U.N. observers find pools of blood at Syrian site
U.N. observers on Saturday investigating a reported mass killing in a Syrian village found pools of blood in homes and spent bullets, mortars and artillery shells, adding details to the emerging picture of what anti-regime activists have called one of the deadliest events of Syria's uprising.
Dozens of people had been buried in a mass grave, and activists are still struggling to determine the total number of people killed in what they say was a violent bombardment by government tanks and helicopters this week.
Some of the emerging details suggested that, rather than the outright bombing of civilians that the opposition has depicted, the violence in Tremseh may have been a lopsided fight between the army pursuing the opposition and activists and locals trying to defend the village.
Nearly all of the dead are men, including dozens of armed rebels. The U.N. observers said the assault appeared to target specific homes of army defectors or opposition figures.
Running tolls ranged from 103 to 152, including dozens of bodies buried in neighboring villages or burned beyond recognition. The activists expected the number to rise since hundreds of residents remain unaccounted for, and locals believe bodies remained in nearby fields or were thrown into the Orontes River.
The Tremseh violence appeared to be one of the bloodiest events in the now 16-month-old uprising against President Bashar Assad, in which activists say more than 17,000 people have been killed so far. The new deaths brought intensified international condemnation of his regime, and the Turkish prime minister added his voice to the chorus Saturday.

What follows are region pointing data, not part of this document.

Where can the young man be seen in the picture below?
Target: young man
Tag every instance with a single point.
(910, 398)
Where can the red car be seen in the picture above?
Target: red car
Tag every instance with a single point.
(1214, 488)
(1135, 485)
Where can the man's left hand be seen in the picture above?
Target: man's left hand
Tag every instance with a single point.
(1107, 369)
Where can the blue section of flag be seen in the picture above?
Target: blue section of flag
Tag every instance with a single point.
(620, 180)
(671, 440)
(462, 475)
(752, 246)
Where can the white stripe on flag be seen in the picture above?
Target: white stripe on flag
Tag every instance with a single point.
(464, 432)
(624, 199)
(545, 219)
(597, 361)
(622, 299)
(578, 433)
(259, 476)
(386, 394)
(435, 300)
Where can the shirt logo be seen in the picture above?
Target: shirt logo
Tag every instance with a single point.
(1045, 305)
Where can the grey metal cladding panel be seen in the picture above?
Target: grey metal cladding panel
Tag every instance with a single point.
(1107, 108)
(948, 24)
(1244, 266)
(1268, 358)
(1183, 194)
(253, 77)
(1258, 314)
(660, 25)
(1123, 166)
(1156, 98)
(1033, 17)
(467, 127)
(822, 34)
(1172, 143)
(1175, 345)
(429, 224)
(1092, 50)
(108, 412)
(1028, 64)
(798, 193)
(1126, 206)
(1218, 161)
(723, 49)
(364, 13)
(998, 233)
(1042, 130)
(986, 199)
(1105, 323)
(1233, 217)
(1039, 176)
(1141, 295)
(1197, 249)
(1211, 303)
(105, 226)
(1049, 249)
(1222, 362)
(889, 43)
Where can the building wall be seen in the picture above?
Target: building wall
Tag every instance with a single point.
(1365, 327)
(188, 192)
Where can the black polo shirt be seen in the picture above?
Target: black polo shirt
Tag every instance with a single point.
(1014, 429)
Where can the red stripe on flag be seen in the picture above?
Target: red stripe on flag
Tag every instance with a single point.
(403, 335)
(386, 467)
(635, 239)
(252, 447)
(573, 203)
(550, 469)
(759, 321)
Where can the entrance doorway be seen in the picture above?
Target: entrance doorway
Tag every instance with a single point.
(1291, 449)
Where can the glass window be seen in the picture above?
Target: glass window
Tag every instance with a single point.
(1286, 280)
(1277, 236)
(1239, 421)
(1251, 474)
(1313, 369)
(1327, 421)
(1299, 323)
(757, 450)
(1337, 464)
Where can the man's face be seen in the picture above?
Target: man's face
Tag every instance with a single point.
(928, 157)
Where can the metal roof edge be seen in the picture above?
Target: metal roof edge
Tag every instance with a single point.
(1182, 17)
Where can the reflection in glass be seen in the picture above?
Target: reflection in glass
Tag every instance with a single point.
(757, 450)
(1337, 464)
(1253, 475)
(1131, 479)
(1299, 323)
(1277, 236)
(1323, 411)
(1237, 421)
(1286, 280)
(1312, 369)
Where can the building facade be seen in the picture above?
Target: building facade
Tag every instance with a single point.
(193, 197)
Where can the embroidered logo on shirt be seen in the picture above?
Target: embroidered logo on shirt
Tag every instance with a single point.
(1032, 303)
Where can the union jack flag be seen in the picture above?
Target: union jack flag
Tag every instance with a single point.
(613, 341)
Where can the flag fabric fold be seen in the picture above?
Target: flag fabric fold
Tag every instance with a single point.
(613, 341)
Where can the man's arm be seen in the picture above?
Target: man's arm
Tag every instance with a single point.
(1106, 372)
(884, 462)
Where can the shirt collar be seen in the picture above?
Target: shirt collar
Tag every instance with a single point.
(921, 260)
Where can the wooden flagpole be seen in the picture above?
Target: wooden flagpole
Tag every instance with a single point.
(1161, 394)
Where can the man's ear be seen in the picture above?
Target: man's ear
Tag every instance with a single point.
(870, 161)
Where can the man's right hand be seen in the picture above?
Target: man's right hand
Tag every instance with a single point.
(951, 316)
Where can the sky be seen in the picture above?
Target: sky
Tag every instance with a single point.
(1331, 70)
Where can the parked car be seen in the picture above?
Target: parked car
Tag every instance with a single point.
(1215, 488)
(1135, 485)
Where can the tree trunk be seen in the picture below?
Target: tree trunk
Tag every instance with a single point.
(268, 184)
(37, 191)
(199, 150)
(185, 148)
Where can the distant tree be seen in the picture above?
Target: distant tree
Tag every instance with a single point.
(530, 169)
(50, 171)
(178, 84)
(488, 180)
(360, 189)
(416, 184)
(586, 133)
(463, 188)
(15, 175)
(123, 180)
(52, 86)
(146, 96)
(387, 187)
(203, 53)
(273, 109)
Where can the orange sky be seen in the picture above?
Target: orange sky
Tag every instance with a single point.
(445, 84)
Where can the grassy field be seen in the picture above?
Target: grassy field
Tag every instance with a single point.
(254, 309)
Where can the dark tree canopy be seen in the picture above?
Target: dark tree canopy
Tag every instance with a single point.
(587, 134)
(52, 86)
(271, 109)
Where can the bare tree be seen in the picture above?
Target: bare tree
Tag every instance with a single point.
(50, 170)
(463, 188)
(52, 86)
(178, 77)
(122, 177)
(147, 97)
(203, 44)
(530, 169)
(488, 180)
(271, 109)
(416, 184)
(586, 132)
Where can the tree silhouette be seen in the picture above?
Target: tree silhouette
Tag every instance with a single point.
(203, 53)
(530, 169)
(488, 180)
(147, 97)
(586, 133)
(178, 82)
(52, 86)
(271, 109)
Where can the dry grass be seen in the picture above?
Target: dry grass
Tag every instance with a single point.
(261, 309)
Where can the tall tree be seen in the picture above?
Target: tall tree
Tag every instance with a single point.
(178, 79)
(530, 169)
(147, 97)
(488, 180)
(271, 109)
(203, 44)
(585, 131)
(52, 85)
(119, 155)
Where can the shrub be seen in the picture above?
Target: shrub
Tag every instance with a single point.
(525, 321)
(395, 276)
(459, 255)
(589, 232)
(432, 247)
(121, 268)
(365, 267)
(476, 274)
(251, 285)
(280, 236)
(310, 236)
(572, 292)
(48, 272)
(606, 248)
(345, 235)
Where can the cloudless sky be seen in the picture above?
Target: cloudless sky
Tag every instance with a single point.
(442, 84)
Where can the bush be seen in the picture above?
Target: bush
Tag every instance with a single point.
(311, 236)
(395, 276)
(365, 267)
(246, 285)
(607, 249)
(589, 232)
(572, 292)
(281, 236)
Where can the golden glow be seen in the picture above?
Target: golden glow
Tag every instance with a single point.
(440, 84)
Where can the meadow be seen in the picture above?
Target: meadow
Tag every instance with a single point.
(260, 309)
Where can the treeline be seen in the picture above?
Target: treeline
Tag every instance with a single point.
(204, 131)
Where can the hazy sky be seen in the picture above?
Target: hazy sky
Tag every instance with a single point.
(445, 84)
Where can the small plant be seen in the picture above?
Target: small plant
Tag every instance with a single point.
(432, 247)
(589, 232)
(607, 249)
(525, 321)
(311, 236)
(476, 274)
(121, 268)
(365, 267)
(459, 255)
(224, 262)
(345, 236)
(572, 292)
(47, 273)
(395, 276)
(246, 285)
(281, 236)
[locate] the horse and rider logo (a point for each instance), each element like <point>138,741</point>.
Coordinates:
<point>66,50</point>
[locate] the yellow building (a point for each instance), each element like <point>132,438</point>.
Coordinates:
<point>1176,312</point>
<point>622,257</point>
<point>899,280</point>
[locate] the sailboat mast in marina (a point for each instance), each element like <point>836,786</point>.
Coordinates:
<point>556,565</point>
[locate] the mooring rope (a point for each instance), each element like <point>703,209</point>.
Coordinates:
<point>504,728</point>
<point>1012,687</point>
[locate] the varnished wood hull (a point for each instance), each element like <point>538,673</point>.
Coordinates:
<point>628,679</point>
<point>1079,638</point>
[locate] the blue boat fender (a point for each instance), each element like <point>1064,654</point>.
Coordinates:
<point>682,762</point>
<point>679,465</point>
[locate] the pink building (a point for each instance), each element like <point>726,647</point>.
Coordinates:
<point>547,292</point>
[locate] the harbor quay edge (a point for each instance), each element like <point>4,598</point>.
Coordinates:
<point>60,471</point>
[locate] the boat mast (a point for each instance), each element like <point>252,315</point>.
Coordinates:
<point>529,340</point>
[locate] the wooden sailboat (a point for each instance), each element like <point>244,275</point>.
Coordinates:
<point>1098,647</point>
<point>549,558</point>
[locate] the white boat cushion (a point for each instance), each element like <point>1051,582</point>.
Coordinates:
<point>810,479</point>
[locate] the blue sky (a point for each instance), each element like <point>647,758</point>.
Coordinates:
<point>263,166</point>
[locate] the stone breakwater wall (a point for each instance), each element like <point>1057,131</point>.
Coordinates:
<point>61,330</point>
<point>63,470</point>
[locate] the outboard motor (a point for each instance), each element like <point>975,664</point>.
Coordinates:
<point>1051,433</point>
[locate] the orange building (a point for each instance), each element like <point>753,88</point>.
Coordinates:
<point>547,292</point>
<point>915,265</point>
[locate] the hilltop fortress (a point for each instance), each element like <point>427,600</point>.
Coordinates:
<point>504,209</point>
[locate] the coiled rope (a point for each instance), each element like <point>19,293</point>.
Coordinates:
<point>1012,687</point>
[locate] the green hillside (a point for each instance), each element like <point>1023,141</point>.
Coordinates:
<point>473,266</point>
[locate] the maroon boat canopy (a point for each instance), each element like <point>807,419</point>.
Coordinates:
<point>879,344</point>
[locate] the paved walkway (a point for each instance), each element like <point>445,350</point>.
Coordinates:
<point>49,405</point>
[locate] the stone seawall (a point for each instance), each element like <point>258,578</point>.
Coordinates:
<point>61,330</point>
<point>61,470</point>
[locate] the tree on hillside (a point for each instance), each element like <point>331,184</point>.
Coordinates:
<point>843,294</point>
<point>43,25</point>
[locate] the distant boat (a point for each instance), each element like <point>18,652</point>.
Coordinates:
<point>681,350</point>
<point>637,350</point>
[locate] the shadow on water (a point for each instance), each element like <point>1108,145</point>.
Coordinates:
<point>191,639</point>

“These vicious massacres, these attempts at genocide, these inhuman savageries are nothing but the footsteps of a regime that is on its way out,” Recep Tayyip Erdogan said. “Sooner or later, these tyrants with blood on their hands will go and the people of Syria will in the end make them pay.”
On Saturday, an 11-vehicle team of U.N. observers entered Tremseh, home to between 6,000-10,000 residents and one of a string of small farming villages along the Orontes River northwest of the city of Hama.
Based on its investigation, the team said in a statement that “an attack” took place on July 12. It said the violence seemed to target the homes of army defectors and activists, some of which were burned or damaged and had pooled or splattered blood and bullet casings inside.
The team also found evidence of artillery shells and mortars, which only government troops have, as well as assault rifles, the staple of Syria's rebels.
It did not give a casualty figure but said the team would return Sunday to continue investigating.
Independent verification of the events in nearly impossible in Syria, one of the Middle East's strictest police states.